The fact that public health officials could detect potential issues associated with the vaccines and in the case of the J&J vaccine, briefly pause its use last April shows that the system is working.

Furthermore, the detection of potential issues has allowed for extensive examination by the scientific community and widespread coverage by the media. We’ve published stories explaining the circumstances around both the blood-clot and myocarditis issues.

Also, the CDC maintains a webpage with information about adverse events, and the report that DePice is reading from says, “Vaccination providers should educate patients that local and systemic reactions are expected” after getting a booster shot of the same kind the patient received initially.

So her suggestion that the risk of adverse events is being hidden is, at best, misleading.

DePice: “Why isn’t it that the CDC and the FDA are required to produce and reveal those safety reports?”

As we said, both VAERS and v-safe are run by the government in order to advise the public. All of the reports made to VAERS are accessible in a searchable database. Reports produced using the data are also available to the public, as is evidenced by the report that DePice misrepresents in this video.

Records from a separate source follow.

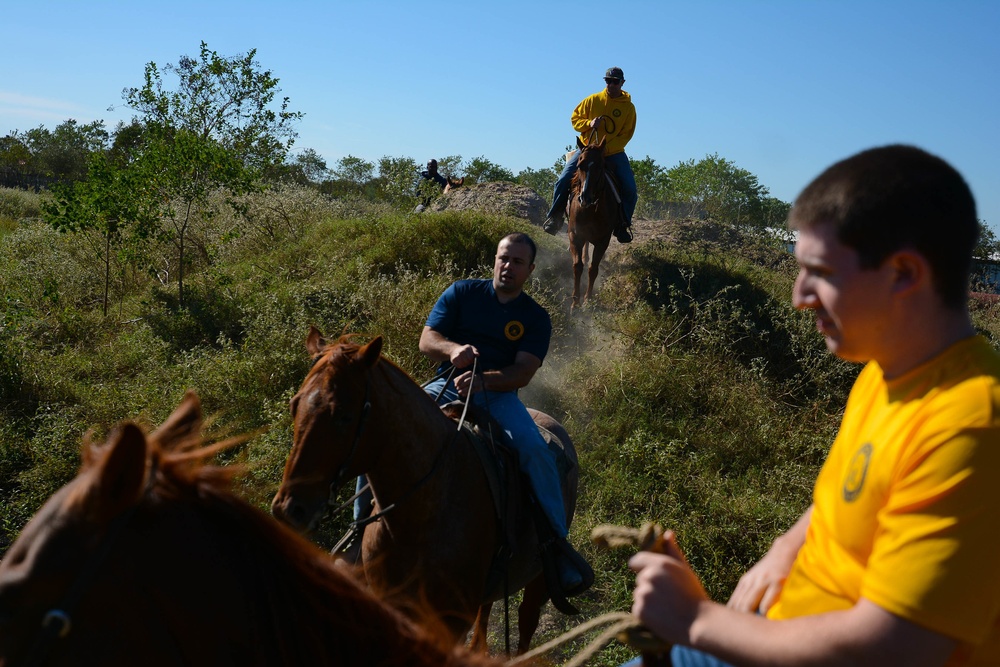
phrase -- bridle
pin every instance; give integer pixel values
(333, 507)
(57, 622)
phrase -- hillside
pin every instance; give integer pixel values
(696, 396)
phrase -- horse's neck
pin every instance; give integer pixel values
(411, 427)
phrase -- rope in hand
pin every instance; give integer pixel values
(624, 626)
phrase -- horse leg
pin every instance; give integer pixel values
(478, 641)
(577, 254)
(595, 263)
(535, 596)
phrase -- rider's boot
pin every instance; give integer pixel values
(553, 224)
(623, 231)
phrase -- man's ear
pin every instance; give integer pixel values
(910, 271)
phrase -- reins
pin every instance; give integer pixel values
(341, 473)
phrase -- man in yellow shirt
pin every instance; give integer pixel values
(897, 560)
(608, 115)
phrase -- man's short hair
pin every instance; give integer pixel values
(519, 237)
(885, 199)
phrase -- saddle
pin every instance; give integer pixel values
(508, 490)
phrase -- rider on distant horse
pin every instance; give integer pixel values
(607, 114)
(507, 333)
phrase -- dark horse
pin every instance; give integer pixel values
(593, 212)
(358, 413)
(147, 558)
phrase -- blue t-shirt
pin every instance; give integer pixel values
(469, 313)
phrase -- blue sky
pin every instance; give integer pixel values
(783, 88)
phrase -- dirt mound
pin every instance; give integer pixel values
(498, 197)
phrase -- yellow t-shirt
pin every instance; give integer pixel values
(906, 510)
(619, 120)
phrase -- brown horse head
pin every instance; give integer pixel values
(148, 553)
(329, 413)
(588, 182)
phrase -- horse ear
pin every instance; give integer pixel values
(371, 352)
(121, 474)
(314, 341)
(182, 425)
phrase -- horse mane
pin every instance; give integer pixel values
(312, 609)
(340, 351)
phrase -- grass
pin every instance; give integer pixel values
(695, 395)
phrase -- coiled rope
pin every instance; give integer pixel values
(623, 625)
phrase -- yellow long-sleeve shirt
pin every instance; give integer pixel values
(619, 120)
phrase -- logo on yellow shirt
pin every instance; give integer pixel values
(856, 472)
(514, 330)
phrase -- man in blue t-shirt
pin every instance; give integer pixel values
(506, 333)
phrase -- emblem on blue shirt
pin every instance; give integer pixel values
(514, 330)
(856, 472)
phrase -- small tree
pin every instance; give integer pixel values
(216, 130)
(112, 201)
(351, 175)
(397, 181)
(652, 185)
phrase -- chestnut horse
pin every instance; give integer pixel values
(358, 413)
(593, 210)
(147, 558)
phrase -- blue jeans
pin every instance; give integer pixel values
(622, 168)
(534, 457)
(682, 656)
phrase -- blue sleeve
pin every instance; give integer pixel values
(536, 342)
(444, 315)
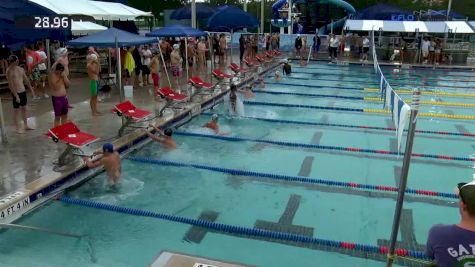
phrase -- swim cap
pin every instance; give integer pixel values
(168, 132)
(12, 58)
(108, 147)
(91, 57)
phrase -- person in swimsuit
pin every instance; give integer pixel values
(176, 62)
(154, 68)
(165, 137)
(93, 70)
(59, 82)
(17, 79)
(213, 124)
(111, 162)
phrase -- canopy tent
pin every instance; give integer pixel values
(409, 26)
(113, 38)
(380, 12)
(108, 38)
(15, 38)
(98, 9)
(85, 27)
(231, 18)
(203, 11)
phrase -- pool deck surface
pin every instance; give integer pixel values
(27, 157)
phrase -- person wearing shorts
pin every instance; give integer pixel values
(176, 62)
(17, 79)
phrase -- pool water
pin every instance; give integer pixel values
(115, 239)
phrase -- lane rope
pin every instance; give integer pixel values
(323, 147)
(370, 99)
(370, 80)
(233, 229)
(361, 110)
(365, 127)
(403, 91)
(298, 179)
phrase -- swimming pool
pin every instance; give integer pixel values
(229, 182)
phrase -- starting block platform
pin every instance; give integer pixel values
(171, 259)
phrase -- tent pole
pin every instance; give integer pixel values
(164, 64)
(186, 59)
(231, 60)
(48, 54)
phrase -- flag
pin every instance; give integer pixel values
(403, 118)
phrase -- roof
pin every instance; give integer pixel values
(85, 27)
(97, 9)
(409, 26)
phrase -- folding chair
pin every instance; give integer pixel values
(238, 70)
(171, 96)
(74, 139)
(131, 113)
(221, 76)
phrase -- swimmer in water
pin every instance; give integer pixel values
(111, 162)
(213, 124)
(165, 137)
(233, 97)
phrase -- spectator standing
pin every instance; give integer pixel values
(146, 58)
(454, 245)
(17, 79)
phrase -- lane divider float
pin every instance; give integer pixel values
(233, 229)
(297, 179)
(324, 147)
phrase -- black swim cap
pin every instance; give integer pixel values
(168, 132)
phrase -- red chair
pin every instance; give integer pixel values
(198, 83)
(74, 139)
(131, 113)
(218, 74)
(171, 96)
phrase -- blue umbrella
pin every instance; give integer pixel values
(113, 38)
(203, 11)
(231, 18)
(177, 31)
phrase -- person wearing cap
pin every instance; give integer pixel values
(16, 78)
(277, 76)
(59, 82)
(176, 62)
(165, 137)
(454, 244)
(213, 124)
(111, 162)
(93, 70)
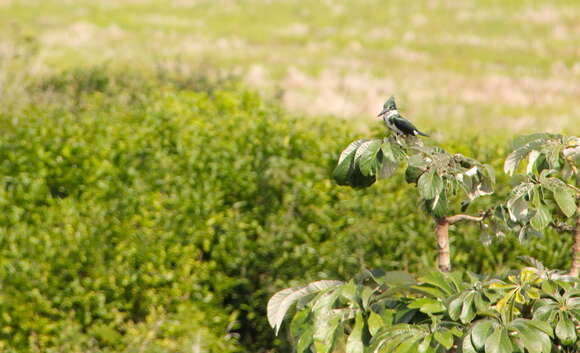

Editor’s note: SciCheck’s COVID-19/Vaccination Project is made possible by a grant from the Robert Wood Johnson Foundation. The foundation has no control over FactCheck.org’s editorial decisions, and the views expressed in our articles do not necessarily reflect the views of the foundation. The goal of the project is to increase exposure to accurate information about COVID-19 and vaccines, while decreasing the impact of misinformation.

Sources

Hale Spencer, Saranac. “Video Twists Advice on Delta Variant and Vaccination.” FactCheck.org. 27 Jul 2021.

Hause, Anne, et al. “Safety Monitoring of COVID-19 Vaccine Booster Doses Among Adults — United States, September 22, 2021–February 6, 2022.” Centers for Disease Control and Prevention, Morbidity and Mortality Weekly Report. 18 Feb 2022.

Jaramillo, Catalina. “Viral Posts Misuse VAERS Data to Make False Claims About COVID-19 Vaccines.” FactCheck.org. Updated 10 Feb 2022.

Centers for Disease Control and Prevention. Interim Clinical Considerations for Use of COVID-19 Vaccines Currently Approved or Authorized in the United States — Reporting of vaccine adverse events. Accessed 29 Mar 2022.

Centers for Disease Control and Prevention. Science Brief: COVID-19 Vaccines and Vaccination. Accessed 29 Mar 2022.

Vaccine Adverse Event Reporting System. Data as of March 18, 2022. Accessed 29 Mar 2022.

Robertson, Lori and Eugene Kiely. “Q&A on the Rare Clotting Events That Caused the J&J Pause.” FactCheck.org. Updated 20 Dec 2021.

Jaramillo, Catalina. “Benefits of COVID-19 Vaccination Outweigh the Rare Risk of Myocarditis, Even in Young Males.” FactCheck.org. 1 Mar 2022.

Centers for Disease Control and Prevention. Selected Adverse Events Reported after COVID-19 Vaccination. Updated 28 Mar 2022.